Application of Artificial Intelligence in the Development of Nanoreactors for Precise Chemical Synthesis: An Integrated Approach Based on Deep Learning, Advanced Statistical Analysis, and Multiscale Optimization

Nanoreactors represent cutting-edge platforms for precise chemical synthesis, offering unprecedented control over reaction dynamics at the nanoscale. However, their design, optimization, and scalability pose significant challenges that demand innovative computational tools. This study explores the application of artificial intelligence (AI), encompassing deep learning, reinforcement learning, and evolutionary optimization algorithms, to advance nanoreactor development.

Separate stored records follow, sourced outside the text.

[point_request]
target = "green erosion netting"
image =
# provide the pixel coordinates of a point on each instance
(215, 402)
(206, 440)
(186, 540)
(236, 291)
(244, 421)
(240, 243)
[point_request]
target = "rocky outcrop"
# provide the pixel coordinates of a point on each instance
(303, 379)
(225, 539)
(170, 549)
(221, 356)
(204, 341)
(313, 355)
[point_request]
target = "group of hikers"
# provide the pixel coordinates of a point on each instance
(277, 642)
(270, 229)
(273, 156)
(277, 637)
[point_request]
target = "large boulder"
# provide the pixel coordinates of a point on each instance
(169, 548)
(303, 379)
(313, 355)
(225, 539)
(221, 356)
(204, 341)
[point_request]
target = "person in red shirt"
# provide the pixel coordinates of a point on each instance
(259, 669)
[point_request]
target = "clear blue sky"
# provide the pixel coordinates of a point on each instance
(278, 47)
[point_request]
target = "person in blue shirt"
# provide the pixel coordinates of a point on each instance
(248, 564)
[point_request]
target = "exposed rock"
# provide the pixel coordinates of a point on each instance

Leveraging a hybrid dataset (combining simulated and experimental data) from microfluidic nanoreactors and porous nanostructures, we developed advanced models, including deep neural networks (DNN), convolutional neural networks (CNN), recurrent neural networks (RNN), random forests (RF), and genetic algorithms (GA). Statistical analyses, such as nonlinear multivariate regression, Bayesian sensitivity analysis, multilevel statistical modeling, uncertainty quantification, and spatiotemporal analysis, were employed to evaluate the models' accuracy, stability, and generalizability. The results demonstrate that the hybrid DNN-CNN-RNN model outperformed others, achieving a coefficient of determination (R²) of ۰.۹۷, a root mean square error (RMSE) of ۰.۰۱۲, and a Bayesian information criterion (BIC) of -۱۶۰۰. Bayesian analysis identified temperature, pressure, nanoreactor geometry, flow rate, and surface properties of nanostructures as the most critical factors influencing yield, purity, and energy efficiency. This study proposes an integrated framework for designing intelligent nanoreactors equipped with real-time sensors, poised to revolutionize applications in pharmaceuticals, nanomaterials, clean energy, and advanced catalysis. Furthermore, we introduce an innovative approach to integrate AI with self-regulating nanoreactors, enabling dynamic optimization during reactions.